As with other songs by Juluka, "Scatterlings of Africa" is influenced by Zulu "ngoma" dance and associated music, as seen in the repeated cycle of vocables, typically rendered as "Ji oyi hmm, oyi hmm hmm" in the introduction. The phrase is sung with prominent bass and a heavy beat. In the later portion of the song, the same phrase creates a counterpoint with the phrase "O lala, o lala", sung at a high pitch by Clegg. In a 1987 cover by Savuka, founded by Clegg after Juluka disbanded, the bass drums are enhanced in volume, creating an exceptionally resonant sound. The original version of the song was somewhat shorter than five minutes; Savuka's version also removed a verse, and was thus approximately a minute shorter.

==Release and reception==
"Scatterlings of Africa" was released in 1982 as the first track of Juluka's fourth album, Scatterlings. It was released again in 1987 by Savuka, on their album Third World Child. A remixed version was used on the soundtrack of the 1988 film Rain Man.

Upon the single's initial release, Mark Cooper of Record Mirror characterised the song as an "acoustic ballad celebrating Africa and resorting to a warrior-like chorus". He also posited that the song "could do for Africa what 'Mull of Kintyre' did for the Scottish Isles." The track was a top-50 hit in the U.K, while Savuka's version charted in France and other countries. The original 1982 version of the song peaked at No. 106 on the Billboard Bubbling Under Hot 100 Chart in June 1983.

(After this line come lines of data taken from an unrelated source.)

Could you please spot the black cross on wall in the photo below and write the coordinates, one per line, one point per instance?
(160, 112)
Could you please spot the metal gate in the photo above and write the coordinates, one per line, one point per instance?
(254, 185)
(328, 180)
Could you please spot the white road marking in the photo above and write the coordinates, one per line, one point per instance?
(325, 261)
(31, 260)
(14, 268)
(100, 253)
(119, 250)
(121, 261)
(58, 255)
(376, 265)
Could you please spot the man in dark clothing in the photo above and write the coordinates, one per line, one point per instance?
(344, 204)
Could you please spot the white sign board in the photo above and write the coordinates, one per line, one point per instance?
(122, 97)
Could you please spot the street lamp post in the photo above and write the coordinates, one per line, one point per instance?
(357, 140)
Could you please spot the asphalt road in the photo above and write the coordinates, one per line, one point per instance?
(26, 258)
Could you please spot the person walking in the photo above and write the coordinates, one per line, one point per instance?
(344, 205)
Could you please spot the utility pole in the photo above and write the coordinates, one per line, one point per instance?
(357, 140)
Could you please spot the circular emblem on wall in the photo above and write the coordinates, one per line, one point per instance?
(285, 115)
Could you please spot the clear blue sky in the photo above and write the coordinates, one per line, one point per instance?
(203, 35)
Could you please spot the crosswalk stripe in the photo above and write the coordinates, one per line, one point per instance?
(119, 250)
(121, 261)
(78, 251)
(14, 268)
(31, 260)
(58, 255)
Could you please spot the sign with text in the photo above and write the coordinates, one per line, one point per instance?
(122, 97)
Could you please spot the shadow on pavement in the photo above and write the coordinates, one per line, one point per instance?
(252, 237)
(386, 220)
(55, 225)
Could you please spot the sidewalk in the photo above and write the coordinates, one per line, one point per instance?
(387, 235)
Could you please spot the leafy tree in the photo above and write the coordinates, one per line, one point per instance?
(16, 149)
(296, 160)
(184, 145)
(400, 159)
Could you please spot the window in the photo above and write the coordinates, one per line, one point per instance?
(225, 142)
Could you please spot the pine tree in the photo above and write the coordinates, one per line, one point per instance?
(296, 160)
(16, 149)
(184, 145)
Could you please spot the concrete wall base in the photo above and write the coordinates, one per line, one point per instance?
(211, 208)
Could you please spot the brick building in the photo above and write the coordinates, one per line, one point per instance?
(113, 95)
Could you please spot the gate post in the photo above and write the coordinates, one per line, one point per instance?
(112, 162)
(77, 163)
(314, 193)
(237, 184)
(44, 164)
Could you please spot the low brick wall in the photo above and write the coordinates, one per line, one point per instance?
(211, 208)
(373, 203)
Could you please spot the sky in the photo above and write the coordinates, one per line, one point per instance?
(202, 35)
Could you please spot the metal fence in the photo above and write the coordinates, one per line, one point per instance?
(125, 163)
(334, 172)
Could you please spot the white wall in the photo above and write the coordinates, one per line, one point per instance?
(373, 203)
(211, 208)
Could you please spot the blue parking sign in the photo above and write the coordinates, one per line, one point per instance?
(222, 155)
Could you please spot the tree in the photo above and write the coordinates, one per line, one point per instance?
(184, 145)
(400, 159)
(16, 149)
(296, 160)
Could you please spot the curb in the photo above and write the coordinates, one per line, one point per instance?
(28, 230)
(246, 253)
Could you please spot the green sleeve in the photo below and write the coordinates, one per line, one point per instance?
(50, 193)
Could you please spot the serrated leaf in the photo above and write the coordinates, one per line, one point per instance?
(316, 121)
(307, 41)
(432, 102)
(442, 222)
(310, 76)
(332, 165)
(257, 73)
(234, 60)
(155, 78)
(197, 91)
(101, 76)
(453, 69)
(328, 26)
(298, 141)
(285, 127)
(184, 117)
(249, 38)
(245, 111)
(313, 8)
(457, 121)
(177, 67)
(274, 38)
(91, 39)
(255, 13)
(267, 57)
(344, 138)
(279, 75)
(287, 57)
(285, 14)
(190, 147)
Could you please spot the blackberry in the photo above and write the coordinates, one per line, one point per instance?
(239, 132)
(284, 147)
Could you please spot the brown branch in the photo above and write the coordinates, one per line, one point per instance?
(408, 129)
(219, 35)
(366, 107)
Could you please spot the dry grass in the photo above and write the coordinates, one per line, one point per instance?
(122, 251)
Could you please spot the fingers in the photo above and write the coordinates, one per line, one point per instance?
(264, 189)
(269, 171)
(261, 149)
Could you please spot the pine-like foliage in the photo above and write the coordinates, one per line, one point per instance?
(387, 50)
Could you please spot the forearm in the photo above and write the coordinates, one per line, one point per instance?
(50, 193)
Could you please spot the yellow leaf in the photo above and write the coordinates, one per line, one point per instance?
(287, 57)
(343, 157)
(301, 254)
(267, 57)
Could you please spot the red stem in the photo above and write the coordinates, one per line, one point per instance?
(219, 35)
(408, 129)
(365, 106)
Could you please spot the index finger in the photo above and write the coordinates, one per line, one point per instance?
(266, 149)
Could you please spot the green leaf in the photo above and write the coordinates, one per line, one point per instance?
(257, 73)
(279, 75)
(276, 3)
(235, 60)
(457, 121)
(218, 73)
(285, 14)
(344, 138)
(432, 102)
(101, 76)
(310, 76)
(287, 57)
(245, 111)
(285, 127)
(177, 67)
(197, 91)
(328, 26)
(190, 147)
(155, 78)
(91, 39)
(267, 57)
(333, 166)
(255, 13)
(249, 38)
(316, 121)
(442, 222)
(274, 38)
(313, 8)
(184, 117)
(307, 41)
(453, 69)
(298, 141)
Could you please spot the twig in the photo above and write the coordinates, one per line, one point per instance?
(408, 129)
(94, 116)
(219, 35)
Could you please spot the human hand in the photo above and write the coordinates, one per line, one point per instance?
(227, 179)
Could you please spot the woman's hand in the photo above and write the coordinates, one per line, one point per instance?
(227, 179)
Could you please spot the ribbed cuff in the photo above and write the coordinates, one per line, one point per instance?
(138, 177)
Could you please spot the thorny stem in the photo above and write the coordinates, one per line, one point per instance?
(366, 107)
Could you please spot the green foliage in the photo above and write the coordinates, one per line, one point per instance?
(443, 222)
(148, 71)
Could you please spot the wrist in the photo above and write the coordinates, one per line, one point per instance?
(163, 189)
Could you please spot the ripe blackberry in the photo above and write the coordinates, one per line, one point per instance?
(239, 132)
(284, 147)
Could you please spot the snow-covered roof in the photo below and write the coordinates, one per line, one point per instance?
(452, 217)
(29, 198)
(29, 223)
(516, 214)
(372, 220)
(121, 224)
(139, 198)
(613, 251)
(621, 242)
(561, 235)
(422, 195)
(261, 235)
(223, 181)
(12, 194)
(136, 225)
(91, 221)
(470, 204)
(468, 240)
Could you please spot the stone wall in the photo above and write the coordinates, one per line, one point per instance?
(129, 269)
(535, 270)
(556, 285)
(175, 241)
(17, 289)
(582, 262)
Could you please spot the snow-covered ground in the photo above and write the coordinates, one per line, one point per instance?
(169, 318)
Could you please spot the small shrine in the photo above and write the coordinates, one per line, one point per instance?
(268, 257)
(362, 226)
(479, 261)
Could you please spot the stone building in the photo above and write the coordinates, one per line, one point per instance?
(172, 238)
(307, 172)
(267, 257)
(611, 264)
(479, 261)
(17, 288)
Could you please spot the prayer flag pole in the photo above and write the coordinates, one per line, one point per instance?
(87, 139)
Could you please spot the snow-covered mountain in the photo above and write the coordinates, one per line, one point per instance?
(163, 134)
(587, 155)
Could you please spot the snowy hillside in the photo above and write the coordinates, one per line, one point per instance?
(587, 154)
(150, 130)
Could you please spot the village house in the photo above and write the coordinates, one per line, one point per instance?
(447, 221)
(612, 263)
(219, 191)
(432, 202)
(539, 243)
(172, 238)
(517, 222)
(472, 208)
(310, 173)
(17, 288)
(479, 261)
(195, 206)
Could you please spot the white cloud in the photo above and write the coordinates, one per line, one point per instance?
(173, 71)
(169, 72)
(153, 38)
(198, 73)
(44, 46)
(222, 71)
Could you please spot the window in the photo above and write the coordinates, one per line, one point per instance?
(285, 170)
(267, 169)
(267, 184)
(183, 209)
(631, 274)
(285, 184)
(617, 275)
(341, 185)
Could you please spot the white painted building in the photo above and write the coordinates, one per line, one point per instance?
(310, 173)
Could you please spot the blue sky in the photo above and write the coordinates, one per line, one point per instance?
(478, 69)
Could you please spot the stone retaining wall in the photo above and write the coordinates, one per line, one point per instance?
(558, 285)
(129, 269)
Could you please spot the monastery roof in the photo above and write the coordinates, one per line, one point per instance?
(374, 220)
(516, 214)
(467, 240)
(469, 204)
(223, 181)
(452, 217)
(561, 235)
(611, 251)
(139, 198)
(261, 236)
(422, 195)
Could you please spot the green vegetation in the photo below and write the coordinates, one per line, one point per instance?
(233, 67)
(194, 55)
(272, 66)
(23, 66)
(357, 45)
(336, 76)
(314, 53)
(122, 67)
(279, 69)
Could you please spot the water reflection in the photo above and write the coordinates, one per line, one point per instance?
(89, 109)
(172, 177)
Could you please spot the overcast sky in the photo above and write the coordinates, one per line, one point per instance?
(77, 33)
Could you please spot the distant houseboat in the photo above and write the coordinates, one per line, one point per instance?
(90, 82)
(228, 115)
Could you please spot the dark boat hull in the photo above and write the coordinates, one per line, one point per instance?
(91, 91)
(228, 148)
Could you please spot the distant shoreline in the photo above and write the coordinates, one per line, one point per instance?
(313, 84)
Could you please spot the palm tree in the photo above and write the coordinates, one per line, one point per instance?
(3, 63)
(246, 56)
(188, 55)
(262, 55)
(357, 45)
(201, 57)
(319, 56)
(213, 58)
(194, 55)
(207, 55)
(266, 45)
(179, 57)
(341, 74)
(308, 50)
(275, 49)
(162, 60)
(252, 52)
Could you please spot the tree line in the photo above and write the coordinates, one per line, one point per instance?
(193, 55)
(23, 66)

The song exposed Clegg's music to Western audiences, and became a staple of his live performances and a mainstay on compilations of his songs. Kevin Smokler of Paste mentioned that fans of Clegg's work would refer to themselves as "Scatterlings" on early online message boards and forums. The song's commercial success allowed Clegg to leave his academic position as an anthropologist at the University of the Witwatersrand, to become a full-time musician.